Doctor working on newborn

Extending the reach

During the pandemic, travel restrictions and physical distancing policies temporarily halted newborn resuscitation training. Experts say ENC Now! overcomes many of the challenges by making the education more flexible for learners and reducing the costs of travel, venue, monitoring and evaluation.

“The pandemic really did highlight not just the need, but the urgency for the program,” said Danielle Ehret, M.D., M.P.H., FAAP, a neonatologist and co-chair of the HBS Planning Group.

The training also can reach health workers in conflict areas. It is another methodology for teaching when face-to-face education is unsafe or impossible, Dr. Ehret noted.

HBS training materials traditionally focused on face-to-face education. ENC Now! provides a platform in which this facilitation can be done virtually, which has allowed farther reach, especially in these difficult times, she said.

Such online training “is vital, a gamechanger,” said Ashish K.C., M.B.B.S., M.H.C.M., Ph.D., associate professor of global health and pediatrics at Uppsala University in Sweden and a member of the HBS planning group. He is implementing ENC Now! in Nepal, one of five countries where the program is in operation.

The AAP received a grant from the Bill and Melinda Gates Foundation to test the feasibility of ENC Now! training to alter educational and clinical outcomes. AAP staff and technical advisers are running trainings in Nigeria and Bangladesh in conjunction with master trainers from the pediatric associations in those countries.

Blended learning

For the face-to-face practice time, learners participate from a hospital or other facility and receive support from a local and/or remote facilitator.

The facilitators use a camera or video to demonstrate procedures and skills. Afterward, participants work in pairs, discussing the training as they help each other. The course can be a full-day training or divided into shorter sessions over time.

Hard copy flipcharts are replaced by a digital flipchart with links to pre- and post-knowledge tests, content, skills demonstration and hands-on participation, and group discussions.
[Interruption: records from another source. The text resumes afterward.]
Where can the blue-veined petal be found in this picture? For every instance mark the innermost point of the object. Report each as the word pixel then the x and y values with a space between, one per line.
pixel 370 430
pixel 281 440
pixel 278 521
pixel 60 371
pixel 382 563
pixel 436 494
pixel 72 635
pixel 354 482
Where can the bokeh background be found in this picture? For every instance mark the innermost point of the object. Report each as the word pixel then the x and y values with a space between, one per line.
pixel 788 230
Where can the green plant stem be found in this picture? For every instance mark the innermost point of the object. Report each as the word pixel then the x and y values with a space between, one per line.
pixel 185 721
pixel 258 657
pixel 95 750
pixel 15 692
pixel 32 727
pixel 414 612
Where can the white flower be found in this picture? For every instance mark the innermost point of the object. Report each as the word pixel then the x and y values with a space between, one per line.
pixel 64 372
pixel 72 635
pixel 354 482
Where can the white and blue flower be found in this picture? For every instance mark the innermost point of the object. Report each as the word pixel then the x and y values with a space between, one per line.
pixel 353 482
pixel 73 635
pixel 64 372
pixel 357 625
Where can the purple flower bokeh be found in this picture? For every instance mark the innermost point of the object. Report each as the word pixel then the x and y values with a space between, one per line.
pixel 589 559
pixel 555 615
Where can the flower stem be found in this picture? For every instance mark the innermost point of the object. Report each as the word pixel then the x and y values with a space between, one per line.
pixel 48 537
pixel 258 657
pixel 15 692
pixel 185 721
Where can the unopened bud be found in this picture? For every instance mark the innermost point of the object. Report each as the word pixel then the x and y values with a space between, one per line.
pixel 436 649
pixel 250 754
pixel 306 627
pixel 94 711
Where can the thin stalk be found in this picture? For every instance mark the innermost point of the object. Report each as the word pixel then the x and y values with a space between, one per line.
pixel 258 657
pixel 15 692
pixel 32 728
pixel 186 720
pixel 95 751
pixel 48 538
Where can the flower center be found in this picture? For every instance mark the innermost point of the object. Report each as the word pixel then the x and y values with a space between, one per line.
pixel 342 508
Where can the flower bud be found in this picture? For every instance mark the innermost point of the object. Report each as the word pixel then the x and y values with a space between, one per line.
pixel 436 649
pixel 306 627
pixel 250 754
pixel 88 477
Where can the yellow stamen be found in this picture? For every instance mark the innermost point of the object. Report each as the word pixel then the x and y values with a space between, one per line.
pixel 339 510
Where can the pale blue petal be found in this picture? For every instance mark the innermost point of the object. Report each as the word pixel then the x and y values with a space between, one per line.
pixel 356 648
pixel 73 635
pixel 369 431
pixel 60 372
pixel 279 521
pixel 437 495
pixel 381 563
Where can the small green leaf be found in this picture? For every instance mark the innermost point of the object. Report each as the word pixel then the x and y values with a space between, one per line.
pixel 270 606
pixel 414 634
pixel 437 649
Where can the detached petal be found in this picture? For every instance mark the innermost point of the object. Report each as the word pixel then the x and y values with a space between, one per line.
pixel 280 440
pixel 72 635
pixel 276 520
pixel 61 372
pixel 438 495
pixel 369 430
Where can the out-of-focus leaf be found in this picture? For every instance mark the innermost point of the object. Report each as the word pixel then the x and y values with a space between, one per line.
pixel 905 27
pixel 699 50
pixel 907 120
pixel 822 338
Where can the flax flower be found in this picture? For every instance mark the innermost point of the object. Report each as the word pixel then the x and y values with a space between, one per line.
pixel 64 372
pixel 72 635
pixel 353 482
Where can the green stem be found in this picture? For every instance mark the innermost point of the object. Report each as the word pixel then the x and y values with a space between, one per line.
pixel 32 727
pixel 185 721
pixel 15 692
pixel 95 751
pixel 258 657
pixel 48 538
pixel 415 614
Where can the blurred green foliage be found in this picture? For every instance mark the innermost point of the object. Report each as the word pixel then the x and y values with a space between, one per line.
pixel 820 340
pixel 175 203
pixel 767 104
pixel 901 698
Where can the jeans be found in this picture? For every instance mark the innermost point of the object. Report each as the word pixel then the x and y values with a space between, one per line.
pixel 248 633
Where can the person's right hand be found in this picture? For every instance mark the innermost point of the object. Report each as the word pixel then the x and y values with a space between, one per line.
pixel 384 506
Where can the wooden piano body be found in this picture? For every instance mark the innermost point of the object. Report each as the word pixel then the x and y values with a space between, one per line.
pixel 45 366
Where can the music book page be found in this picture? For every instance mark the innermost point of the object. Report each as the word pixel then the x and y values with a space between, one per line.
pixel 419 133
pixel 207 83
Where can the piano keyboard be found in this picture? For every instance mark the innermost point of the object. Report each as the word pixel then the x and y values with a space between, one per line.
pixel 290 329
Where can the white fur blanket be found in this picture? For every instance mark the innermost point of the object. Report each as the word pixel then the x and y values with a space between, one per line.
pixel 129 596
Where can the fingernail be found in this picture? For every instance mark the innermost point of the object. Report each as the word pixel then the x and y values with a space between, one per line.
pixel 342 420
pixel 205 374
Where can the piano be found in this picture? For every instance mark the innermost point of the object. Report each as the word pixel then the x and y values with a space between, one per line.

There are six chapters, and reflection questions appear at the end of each section.

Online features of ENC Now! include language translation, a group chat app, an annotate function and a whiteboard function. Another feature, a pin function, can highlight for the entire group something learners are doing especially well. In addition, learners can access audio files of newborn heartbeats to determine if the heart is beating too slowly.

The group chat allows learners to share a video of the facility where they are working and showcase specific skills.

Finally, built-in QR codes make it easy for participants to pull up checklists and evaluations, one of the functions that Dr. K.C. finds especially helpful.

Global mentoring option

Because behavioral change is hard to sustain — and training alone often is not sufficient — the AAP also is offering a fee-based mentorship and implementation curriculum to complement ENC Now!

The Customized MentoRship and Implementation Support Package (CRISP) aims to translate training into sustained practice and improve newborn outcomes. CRISP includes added sessions on quality improvement, facilitator development and data collection.

A group of six to eight learners is paired with a global mentor who conducts ENC Now! training and a needs assessment to customize an additional four to six sessions of 60 to 90 minutes each. Sessions with mentors are interactive, and learners can bring examples and challenges to discuss.

Global support

In addition to the technological innovations, ENC Now! allows for a rich kind of mentorship relationship and co-facilitation, Dr. Ehret said.

“That really has the opportunity to help in the professional development of new trainers, new facilitators and mentors to feel like they can have support from their colleagues — wherever they may be globally, as they’re starting to teach courses. I think a new opportunity for mentorship is really unique and exciting about this program.”